Dear Kernel Hackers,

as indicated in the Subject line, I've got some sort of problem. All 
Kernel above (and equal) 2.6.25-rc1 are crashing on my Notebook after a 
*random* time, thus preventing me of using them.

When I first noticed that problem, I tried to get some usable result by 
bisecting the Kernel, but after 2 weeks of bisecting only, I've given up.

My machine locks up after a random amount of uptime, and this is a real 
problem. Before bisecting, I thought that this time would be at most 30 
minutes (and in fact, newer Kernels seem to crash more rapid than older 
ones), but while bisecting, I've come across the phenomena, that it 
might take as well 2 or 4 hours for the box to crash. This in fact 
means, that all my bisecting efforts are for the nuts, because I might 
have marked versions as good, while they indeed were "bad" (I've marked 
all Kernels "good" which still worked after 1 hour uptime, later I 
changed to 2 hours, but I still...)

All in all, the problem is that I cannot really say whether a version is 
good or bad, but after letting the box run for x hours... and x is 
undefined. It might be a safe thing to let  the box run 24 hours for 
each Kernel  and then mark the version as good or bad, but given that I 
will have to test 13 or more Kernels this will make 2 weeks of testing 
Kernels only, and I hope you can bear with me, this is really a lot of time.
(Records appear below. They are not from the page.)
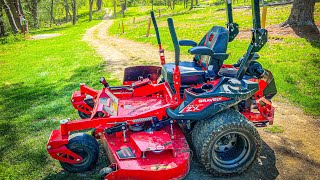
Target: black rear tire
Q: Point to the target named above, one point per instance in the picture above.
(83, 115)
(85, 146)
(226, 144)
(105, 171)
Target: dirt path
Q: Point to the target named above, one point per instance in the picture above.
(293, 154)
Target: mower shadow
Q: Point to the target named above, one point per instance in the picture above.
(265, 170)
(92, 174)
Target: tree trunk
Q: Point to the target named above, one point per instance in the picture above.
(115, 8)
(15, 10)
(99, 5)
(11, 19)
(302, 13)
(74, 12)
(22, 15)
(34, 13)
(301, 19)
(90, 9)
(2, 29)
(66, 7)
(51, 13)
Now, describing what happens is simple: the machine will totally lock 
itself. No input or output is working anymore, the Kernel will not 
respond to SysRq presses and also not respond to ping anymore. Due to 
this fact, also no panic message is logged and honestly, I have not seen 
any this whole time either.

I really am confused about this.

The only messages I could get were "Hangcheck: hangcheck value past 
margin!", "rtc: lost y interrupts" (y is quite random as well) and this 
one, when running hwclock:

------------[ cut here ]------------
WARNING: at kernel/lockdep.c:2033 trace_hardirqs_on+0x9b/0x10d()
Modules linked in: irtty_sir sir_dev ipw2200 yenta_socket rsrc_nonstatic 
pcmcia_core tifm_7xx1 tifm_core sky2
Pid: 2704, comm: hwclock Not tainted 
2.6.24-uvesafb-tuxonice-squashFS3.2-04814-gd2e626f #1
 [<c01205ec>] warn_on_slowpath+0x41/0x51
 [<c010b376>] ? save_stack_address+0x0/0x28
 [<c013a2e1>] ? check_usage_forwards+0x19/0x3b
 [<c013b726>] ? __lock_acquire+0xac2/0xb0a
 [<c03942db>] ? ata_qc_complete+0x115/0x128
 [<c0108c60>] ? native_sched_clock+0x8b/0x9f
 [<c0138b89>] ? put_lock_stats+0xd/0x21
 [<c05362ec>] ? _spin_unlock_irq+0x22/0x42
 [<c013a83f>] trace_hardirqs_on+0x9b/0x10d
 [<c05362ec>] _spin_unlock_irq+0x22/0x42
 [<c0114829>] hpet_rtc_interrupt+0xdf/0x290
 [<c01509d8>] handle_IRQ_event+0x1a/0x46
 [<c0151832>] handle_edge_irq+0xbe/0xff
 [<c0151774>] ? handle_edge_irq+0x0/0xff
 [<c0106f09>] do_IRQ+0xab/0xd4
 [<c010555a>] common_interrupt+0x2e/0x34
 =======================
---[ end trace 3f0a8d3fa0ba549b ]---

I *suspect* that the RTC subsystem _might_ be related to my problem, 
because all those warning messages came up with at some point of 2.6.24 
first, but I cannot really state that they are the evil making my 
machine crash.

At this point, I am out of ideas and hope that some experienced person 
can help me.

Best regards,

Mihai

^ permalink raw reply	[flat|nested] only message in thread

only message in thread, other threads:[~2008-08-14 17:14 UTC | newest]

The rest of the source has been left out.